かつて福岡城の外濠だったこの土地は、昭和2年(1927)の東亜勧業博覧会を機に整備され、昭和4年(1929)に大濠公園として開園する。(後述するように)この絵葉書は昭和14年に差し出されたもので、開園して10年、まだ「新名所」と言っていい頃の風景だ。

 

しかし今回の話は大濠公園には直接関係はない。

私の興味をひいたのは表の通信文である。以下はその全文。(旧字旧仮名は適宜改めた。文中の太字は引用者による)

 

拝啓、先日は御葉書難有(ありがたく)受取りました。早速返事致す所、試験、就残におわれるまま失礼、御許し下さい。
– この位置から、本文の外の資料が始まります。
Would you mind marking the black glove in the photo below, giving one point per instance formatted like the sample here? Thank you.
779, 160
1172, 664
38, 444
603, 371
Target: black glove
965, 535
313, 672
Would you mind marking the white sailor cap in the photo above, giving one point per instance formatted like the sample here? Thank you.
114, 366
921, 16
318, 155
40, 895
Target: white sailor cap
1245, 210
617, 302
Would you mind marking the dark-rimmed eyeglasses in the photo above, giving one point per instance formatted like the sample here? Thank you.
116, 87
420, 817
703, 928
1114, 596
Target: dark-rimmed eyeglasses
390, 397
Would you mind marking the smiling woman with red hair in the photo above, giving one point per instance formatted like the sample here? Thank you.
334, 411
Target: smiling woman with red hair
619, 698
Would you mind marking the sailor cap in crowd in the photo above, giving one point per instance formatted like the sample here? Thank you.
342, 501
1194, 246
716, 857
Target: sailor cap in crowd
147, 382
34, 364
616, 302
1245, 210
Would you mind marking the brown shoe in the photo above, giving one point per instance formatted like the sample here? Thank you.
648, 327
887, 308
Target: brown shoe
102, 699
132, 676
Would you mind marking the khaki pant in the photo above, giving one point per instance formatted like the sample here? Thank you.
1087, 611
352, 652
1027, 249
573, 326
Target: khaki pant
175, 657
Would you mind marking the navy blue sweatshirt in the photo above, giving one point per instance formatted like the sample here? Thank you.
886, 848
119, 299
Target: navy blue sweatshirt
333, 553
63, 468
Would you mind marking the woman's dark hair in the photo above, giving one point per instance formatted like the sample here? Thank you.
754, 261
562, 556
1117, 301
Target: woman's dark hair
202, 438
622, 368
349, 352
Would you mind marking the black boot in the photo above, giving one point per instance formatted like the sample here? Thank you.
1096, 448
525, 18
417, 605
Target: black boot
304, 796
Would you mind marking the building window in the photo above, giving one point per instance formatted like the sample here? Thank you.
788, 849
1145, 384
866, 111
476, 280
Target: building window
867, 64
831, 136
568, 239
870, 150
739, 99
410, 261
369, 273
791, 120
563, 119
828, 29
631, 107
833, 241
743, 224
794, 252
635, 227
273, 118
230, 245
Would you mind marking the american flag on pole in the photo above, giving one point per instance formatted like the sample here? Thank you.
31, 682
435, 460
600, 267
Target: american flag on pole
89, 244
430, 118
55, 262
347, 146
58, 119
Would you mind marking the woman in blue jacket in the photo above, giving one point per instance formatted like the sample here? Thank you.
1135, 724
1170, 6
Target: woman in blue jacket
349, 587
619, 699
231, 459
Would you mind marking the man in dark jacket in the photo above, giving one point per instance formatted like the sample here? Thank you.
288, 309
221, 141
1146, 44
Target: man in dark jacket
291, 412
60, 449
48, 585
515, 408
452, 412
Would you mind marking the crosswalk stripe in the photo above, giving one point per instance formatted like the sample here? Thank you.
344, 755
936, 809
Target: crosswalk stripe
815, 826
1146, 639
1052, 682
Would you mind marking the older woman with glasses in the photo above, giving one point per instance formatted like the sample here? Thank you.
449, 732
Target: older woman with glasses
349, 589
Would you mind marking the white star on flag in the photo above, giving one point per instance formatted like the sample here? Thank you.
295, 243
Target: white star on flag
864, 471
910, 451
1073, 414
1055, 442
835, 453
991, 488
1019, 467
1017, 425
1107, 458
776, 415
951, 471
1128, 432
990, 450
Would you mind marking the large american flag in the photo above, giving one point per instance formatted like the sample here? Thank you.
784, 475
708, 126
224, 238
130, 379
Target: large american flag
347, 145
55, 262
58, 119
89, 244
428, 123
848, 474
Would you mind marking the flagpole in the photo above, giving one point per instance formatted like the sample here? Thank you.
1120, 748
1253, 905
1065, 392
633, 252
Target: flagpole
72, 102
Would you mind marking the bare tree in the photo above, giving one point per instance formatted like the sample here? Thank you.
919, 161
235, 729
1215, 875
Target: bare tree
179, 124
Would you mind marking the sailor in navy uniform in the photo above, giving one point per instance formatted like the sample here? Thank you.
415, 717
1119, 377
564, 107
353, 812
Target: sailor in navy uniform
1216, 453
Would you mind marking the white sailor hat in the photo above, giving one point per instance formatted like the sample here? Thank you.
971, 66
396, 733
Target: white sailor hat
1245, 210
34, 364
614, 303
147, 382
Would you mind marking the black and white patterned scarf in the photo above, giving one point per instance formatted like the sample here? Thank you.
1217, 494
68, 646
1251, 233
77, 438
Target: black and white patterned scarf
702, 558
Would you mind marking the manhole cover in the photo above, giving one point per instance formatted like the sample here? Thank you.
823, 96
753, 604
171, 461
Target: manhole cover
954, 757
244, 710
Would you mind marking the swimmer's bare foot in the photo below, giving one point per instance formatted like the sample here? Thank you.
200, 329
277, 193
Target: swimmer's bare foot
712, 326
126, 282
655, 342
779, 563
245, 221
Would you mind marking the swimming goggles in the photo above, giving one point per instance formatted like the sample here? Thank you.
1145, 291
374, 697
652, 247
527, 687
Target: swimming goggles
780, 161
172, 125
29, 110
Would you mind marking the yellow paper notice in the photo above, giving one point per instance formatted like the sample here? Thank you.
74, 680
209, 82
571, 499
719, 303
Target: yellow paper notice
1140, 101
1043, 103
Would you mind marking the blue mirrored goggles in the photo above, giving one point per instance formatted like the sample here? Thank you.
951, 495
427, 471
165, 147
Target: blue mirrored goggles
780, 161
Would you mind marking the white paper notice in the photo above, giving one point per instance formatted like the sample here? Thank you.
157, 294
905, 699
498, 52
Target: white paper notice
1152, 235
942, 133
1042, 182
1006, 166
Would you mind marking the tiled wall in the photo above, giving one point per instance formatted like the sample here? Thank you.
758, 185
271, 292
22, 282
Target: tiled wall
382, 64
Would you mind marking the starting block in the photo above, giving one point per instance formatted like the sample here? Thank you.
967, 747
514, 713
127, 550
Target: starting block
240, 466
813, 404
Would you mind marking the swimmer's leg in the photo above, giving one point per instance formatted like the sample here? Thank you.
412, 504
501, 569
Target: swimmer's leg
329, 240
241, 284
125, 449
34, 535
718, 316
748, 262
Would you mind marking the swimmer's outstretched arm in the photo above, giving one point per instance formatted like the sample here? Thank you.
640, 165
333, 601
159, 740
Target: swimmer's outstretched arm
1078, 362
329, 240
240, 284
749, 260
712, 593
六月八日午後五時四十八分大阪発にて九州廻遊修学旅行の途に上る。

健康状態も好調。筥崎宮太宰府天満宮に詣で、唯今長崎着。以後、雲仙、阿蘇、霧島等に行く予定。帰路は別府より海路大阪に戻ります。

又何か夏季休暇には出掛け度いと考えて居ます。

乱筆御許し下さい。

 

差出人は大阪あたりの学校の先生ではないかと想像する。 いまは生徒を引率して九州に修学旅行に来ているという状況ではないだろうか。

 

日程をもう一度整理してみよう。

6月8日、午後5時48分、大阪発。この時間に出発ということは、最初の夜は車中泊ということだろうか。

翌日、福岡着。その足で筥崎(はこざき)宮と太宰府天満宮に参拝。(筥崎と太宰府の間もけっこう距離があるのだが)

午後、長崎着。差出人の住所欄に書いてある「大宝館」という旅館かホテルに投宿し、一息ついてこの葉書を書き、ポストに投函した……と、こんな感じだろうか。

葉書の消印は「長崎/14.6.9/后8-12」、つまり昭和14年6月9日午後8時から12時である。

出発からちょうど丸一日が経っている。というか、一日でこの移動はかなりの強行スケジュールではないのか? このあとぐるっと九州をまわるようだが、この分では残りの旅程もあわただしいものになりそうだ。

旅の情緒を感じる暇もなさそうだが、修学旅行なんてそんなものかもしれない。

 

福岡で買った絵葉書を、長崎に着いて(書いて)出す。それがあわただしい旅行の移動をそのまま表しているようでおもしろい。

それにしても、すでに日中戦争が始まっていたのに、昭和14年にはまだ修学旅行に行く余裕があったんだな。